Estamos rodeados de gente mala, de gente con máscaras, manifestó la mamá de la niña y entonces recuerda uno, los muchos casos que han pasado y seguirán pasando, en donde los macabros perpetradores de la muerte fueron allegados, vecinos, cercanos a sus inocentes víctimas. En mi código moral no cabe la acción de llegar a realizar lo que estos salvajes, demonios, despojos de la humanidad, han hecho contra esta criatura, se imagina uno sus gritos de auxilio, su ahogo, su ultimo suspiro, y no, no encuentra uno nada de qué asirse o agarrarse para entender o perdonar.
Estos hechos desbordan lo que uno entiende por justicia y sabe que ni las penas más severas impedirán que sigan sucediendo estas cosas. Los peritos forenses, expertos y demás, encontrarán las conexiones mentales y comportamentales que llevaron a estos desdichados a actuar de manera bastarda y si, los abogados intentarán demostrar que su defendido es una buena persona que sufrió de traumas tal vez, pero nosotros como sociedad sabemos que ni la desgastada y anacrónica pena de muerte puede amurallar a nuestros niños, del asedio muchas veces paciente de los depredadores disfrazados de bondad.
El asesino de Juliana Samboní, por ejemplo, un individuo educado, rompió con el patrón de hacernos creer que son solo los marginales los capaces de semejantes crímenes y ni que decir del insondable Garavito, al cual su ojo, cansado de ver la cara del espanto y de la muerte de sus pequeñas víctimas, prefirió podrírsele desde adentro.
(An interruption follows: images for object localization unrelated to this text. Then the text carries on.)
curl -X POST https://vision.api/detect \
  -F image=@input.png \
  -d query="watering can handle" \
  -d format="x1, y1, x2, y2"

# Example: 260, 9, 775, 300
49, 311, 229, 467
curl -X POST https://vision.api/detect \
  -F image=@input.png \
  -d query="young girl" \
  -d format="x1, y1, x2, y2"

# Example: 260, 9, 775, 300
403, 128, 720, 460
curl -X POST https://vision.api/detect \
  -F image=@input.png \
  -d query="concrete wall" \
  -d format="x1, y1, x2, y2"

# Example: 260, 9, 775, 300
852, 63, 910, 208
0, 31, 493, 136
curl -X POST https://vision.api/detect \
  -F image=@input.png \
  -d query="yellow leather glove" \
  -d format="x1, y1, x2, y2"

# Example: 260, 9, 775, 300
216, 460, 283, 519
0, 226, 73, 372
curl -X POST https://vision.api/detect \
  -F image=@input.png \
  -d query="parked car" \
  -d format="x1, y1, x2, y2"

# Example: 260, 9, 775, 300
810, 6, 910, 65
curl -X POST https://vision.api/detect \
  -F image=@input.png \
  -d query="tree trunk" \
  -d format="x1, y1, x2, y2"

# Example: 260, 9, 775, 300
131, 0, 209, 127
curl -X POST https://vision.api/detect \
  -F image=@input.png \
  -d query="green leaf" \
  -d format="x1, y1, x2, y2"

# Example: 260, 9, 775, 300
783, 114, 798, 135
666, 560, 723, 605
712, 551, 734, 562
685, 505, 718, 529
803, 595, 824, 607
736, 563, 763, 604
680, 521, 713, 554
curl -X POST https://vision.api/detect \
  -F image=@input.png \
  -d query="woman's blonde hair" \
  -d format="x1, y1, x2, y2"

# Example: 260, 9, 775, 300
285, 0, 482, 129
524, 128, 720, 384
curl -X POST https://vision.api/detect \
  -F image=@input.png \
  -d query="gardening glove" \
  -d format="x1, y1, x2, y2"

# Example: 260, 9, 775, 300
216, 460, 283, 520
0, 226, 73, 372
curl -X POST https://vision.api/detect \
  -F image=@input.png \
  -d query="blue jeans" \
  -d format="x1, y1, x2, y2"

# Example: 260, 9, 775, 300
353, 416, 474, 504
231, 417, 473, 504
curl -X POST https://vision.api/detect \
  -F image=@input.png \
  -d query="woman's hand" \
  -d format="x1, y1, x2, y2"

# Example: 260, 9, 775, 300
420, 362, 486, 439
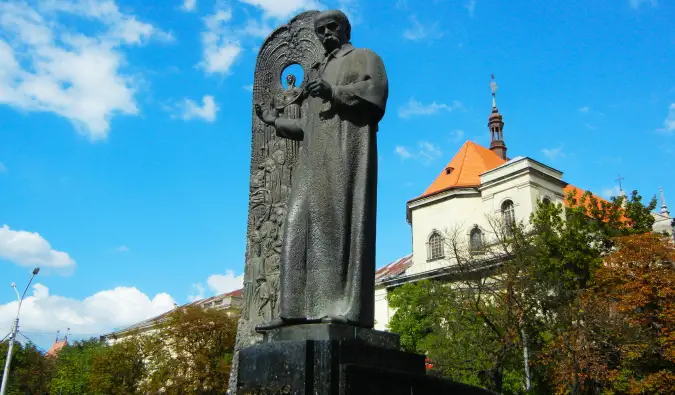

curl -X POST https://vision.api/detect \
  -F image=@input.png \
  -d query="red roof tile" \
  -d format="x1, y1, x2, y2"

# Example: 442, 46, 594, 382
224, 288, 243, 297
376, 254, 413, 283
46, 339, 67, 357
420, 141, 506, 198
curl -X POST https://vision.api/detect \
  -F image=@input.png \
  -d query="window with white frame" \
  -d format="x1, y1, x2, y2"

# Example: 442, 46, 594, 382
470, 226, 483, 252
502, 200, 515, 231
427, 232, 444, 261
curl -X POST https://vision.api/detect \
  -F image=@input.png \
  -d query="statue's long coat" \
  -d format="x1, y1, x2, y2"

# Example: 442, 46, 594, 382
274, 43, 388, 327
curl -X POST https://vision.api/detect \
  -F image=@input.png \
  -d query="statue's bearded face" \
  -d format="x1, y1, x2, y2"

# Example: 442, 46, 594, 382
314, 13, 349, 52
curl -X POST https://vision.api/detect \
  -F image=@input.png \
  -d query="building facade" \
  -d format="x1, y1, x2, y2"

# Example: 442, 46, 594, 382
373, 79, 674, 332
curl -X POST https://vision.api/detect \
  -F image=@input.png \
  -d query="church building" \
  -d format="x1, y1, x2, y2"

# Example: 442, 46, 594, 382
373, 77, 674, 331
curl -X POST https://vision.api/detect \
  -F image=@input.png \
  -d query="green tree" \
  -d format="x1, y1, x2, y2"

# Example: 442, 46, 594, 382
387, 188, 659, 394
542, 233, 675, 394
87, 335, 147, 395
389, 214, 536, 394
140, 305, 238, 395
0, 341, 54, 395
387, 280, 437, 353
525, 190, 657, 394
48, 338, 105, 395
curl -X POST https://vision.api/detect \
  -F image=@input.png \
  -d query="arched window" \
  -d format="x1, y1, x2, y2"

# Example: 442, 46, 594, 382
427, 232, 444, 261
502, 200, 515, 230
470, 226, 483, 252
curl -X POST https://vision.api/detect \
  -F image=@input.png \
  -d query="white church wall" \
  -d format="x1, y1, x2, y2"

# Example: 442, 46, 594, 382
408, 192, 485, 276
374, 287, 393, 331
480, 157, 566, 236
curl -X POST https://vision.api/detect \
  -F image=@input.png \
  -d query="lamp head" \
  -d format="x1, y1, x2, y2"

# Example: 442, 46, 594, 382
11, 282, 16, 289
32, 267, 40, 275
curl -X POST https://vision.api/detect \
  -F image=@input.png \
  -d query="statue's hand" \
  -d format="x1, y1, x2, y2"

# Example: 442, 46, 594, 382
306, 79, 332, 100
255, 103, 278, 126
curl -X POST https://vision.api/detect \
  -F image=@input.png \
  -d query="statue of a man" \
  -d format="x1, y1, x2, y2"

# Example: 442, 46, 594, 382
255, 9, 388, 330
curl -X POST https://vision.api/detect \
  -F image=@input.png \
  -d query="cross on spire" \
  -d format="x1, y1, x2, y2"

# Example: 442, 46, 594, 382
490, 74, 498, 110
615, 174, 624, 191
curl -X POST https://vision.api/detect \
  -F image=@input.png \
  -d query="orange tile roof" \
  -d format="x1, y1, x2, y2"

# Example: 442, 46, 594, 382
563, 184, 628, 222
46, 339, 68, 357
419, 141, 506, 198
564, 184, 611, 206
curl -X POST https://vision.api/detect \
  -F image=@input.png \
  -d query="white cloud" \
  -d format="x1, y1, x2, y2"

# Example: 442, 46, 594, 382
541, 147, 565, 160
0, 224, 76, 272
243, 84, 254, 92
465, 0, 476, 17
236, 0, 322, 19
418, 141, 442, 162
0, 1, 168, 141
578, 106, 590, 113
0, 284, 176, 336
657, 103, 675, 134
187, 283, 205, 302
402, 16, 441, 41
0, 162, 6, 173
338, 0, 360, 25
602, 185, 621, 199
395, 141, 442, 164
200, 8, 242, 75
629, 0, 657, 9
207, 271, 244, 294
451, 129, 465, 142
398, 98, 463, 119
239, 18, 274, 39
40, 0, 173, 45
173, 95, 219, 122
394, 145, 412, 159
181, 0, 197, 12
115, 245, 130, 252
188, 270, 244, 301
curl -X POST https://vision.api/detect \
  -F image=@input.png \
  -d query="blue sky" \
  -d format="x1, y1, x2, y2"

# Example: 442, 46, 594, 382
1, 0, 674, 350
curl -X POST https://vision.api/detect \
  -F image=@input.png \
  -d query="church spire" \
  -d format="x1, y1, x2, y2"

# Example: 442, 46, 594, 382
488, 74, 507, 160
660, 187, 670, 217
616, 174, 627, 208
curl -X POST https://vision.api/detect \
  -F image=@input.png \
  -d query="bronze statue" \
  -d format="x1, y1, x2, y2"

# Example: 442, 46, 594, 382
254, 9, 389, 330
275, 74, 304, 119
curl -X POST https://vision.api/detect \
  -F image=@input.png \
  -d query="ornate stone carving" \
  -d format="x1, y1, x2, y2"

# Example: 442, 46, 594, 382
228, 11, 323, 393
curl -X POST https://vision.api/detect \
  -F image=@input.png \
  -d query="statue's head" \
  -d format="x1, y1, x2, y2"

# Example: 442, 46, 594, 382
275, 206, 285, 222
286, 74, 296, 88
314, 10, 351, 53
272, 149, 285, 164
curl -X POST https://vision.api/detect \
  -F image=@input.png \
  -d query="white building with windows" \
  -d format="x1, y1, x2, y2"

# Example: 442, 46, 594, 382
373, 83, 673, 331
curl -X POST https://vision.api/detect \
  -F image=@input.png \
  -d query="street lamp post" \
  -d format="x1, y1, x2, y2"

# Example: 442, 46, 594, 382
0, 267, 39, 395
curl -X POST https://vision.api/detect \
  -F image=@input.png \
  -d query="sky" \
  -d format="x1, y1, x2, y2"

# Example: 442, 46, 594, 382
1, 0, 674, 350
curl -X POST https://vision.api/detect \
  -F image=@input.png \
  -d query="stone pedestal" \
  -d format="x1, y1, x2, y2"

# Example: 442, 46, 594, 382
235, 324, 495, 395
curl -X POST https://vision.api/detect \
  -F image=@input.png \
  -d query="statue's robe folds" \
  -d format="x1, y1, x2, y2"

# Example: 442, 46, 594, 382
273, 43, 388, 328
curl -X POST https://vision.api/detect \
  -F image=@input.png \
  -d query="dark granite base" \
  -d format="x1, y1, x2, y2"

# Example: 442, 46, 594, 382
236, 325, 496, 395
261, 323, 400, 350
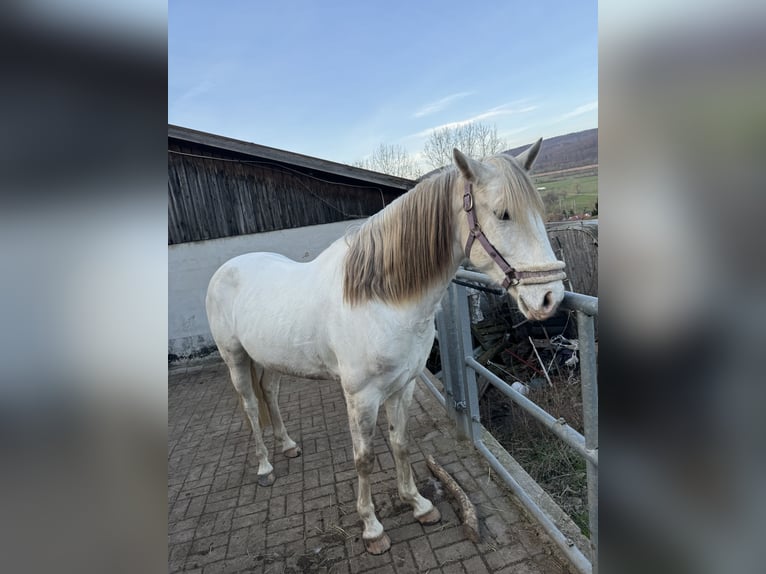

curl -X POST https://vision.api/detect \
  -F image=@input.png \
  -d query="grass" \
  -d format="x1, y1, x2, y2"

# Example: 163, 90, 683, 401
533, 173, 598, 220
481, 374, 590, 537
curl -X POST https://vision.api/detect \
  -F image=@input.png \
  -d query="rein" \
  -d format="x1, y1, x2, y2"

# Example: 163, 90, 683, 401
463, 182, 566, 289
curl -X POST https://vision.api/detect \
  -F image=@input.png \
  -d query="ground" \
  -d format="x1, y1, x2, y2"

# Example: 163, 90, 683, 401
168, 358, 574, 573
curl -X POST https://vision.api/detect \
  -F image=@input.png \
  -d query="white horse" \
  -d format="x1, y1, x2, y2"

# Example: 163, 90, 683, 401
205, 141, 566, 554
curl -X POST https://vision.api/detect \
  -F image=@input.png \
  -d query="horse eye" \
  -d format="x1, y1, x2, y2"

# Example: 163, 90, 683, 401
499, 211, 511, 221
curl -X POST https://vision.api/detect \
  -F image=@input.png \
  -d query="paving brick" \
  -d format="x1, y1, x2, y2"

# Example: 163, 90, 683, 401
434, 540, 478, 565
185, 495, 207, 519
337, 480, 356, 504
285, 491, 304, 516
484, 513, 520, 545
186, 533, 229, 568
168, 527, 196, 545
266, 526, 304, 547
169, 516, 200, 535
427, 525, 466, 549
268, 495, 286, 519
203, 496, 239, 515
387, 522, 424, 543
390, 543, 418, 574
484, 543, 529, 570
267, 513, 303, 535
349, 546, 392, 573
319, 465, 336, 486
304, 493, 336, 512
202, 555, 259, 574
408, 537, 438, 571
168, 542, 193, 572
462, 555, 491, 574
305, 483, 335, 501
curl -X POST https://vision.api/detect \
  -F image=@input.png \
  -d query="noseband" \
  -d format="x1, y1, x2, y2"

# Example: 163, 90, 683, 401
463, 182, 567, 289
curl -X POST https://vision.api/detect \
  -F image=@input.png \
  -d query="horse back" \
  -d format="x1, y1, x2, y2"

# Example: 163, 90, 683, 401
206, 246, 346, 378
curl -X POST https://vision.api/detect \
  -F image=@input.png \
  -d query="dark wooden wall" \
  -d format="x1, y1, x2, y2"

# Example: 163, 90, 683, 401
168, 141, 408, 245
547, 221, 598, 296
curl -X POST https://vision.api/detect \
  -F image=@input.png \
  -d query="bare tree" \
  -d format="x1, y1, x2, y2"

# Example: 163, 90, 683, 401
422, 122, 506, 170
353, 143, 420, 180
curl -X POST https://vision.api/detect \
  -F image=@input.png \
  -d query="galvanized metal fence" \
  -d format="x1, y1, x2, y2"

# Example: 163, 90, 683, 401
418, 269, 598, 574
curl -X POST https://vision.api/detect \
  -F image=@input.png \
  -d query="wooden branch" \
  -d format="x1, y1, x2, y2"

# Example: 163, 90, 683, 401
426, 455, 480, 542
528, 336, 553, 387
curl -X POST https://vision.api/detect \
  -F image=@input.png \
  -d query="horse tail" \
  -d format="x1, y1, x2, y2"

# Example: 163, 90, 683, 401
250, 359, 273, 429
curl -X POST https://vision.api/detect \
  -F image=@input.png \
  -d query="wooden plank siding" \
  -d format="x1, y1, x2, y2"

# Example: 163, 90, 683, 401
168, 130, 413, 245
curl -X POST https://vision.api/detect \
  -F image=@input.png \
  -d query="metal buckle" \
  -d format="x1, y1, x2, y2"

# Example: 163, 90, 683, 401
463, 192, 473, 212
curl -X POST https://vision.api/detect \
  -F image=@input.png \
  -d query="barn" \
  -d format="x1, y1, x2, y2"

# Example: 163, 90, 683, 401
168, 125, 415, 360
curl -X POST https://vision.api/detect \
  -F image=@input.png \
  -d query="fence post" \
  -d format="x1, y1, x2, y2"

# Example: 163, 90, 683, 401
577, 310, 598, 573
435, 283, 472, 440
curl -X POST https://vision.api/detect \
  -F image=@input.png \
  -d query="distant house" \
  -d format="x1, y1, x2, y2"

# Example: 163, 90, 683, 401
168, 125, 414, 360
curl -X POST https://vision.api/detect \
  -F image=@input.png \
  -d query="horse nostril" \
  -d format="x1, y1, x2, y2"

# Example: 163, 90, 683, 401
542, 291, 553, 311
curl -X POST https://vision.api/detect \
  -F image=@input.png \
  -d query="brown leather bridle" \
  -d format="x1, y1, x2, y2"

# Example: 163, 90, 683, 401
463, 182, 566, 289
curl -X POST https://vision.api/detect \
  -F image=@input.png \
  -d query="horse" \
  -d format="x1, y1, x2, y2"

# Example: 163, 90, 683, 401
205, 140, 566, 554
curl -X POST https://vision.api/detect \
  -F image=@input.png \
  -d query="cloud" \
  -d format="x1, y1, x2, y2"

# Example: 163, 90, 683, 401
413, 91, 474, 118
558, 100, 598, 120
170, 78, 215, 110
409, 102, 538, 139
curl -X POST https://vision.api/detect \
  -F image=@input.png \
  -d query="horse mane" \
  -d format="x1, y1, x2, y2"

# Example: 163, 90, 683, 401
484, 155, 545, 228
343, 168, 457, 306
342, 154, 545, 306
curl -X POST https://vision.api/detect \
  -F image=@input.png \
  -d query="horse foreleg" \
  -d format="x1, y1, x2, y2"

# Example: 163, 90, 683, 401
384, 380, 441, 525
261, 371, 300, 458
225, 356, 274, 486
347, 395, 390, 555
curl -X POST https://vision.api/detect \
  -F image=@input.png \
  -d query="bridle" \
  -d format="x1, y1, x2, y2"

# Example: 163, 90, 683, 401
463, 182, 567, 289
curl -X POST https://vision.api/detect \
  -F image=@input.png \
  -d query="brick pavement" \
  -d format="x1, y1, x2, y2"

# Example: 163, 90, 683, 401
169, 358, 573, 574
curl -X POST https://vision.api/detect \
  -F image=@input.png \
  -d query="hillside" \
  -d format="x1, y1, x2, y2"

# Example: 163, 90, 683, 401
506, 128, 598, 174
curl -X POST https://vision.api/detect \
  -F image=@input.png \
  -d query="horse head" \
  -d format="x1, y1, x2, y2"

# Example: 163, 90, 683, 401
453, 140, 566, 321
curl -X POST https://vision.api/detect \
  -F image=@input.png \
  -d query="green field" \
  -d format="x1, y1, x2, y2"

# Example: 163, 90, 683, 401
533, 173, 598, 220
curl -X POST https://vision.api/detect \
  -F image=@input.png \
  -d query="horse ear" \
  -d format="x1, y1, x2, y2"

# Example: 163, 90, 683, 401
514, 138, 543, 171
453, 148, 486, 182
El asunto creo, pasa más por el tipo de sociedad a la que pertenecemos, en donde desde siempre, el desprecio por la vida se ha vuelto un asunto cotidiano, insensibilizarse y sobrevivir se han vuelto los preceptos grupales, y así como en política campea ese estribillo socialmente aceptado de “robó pero al menos hizo algo”, cuando asesinan a alguien, nuestro diablillo moral salta a decir “quién sabe qué debía” y así vamos por el mundo mirando para el otro lado, porque eso de ser una sociedad colectiva no nos tocó a nosotros.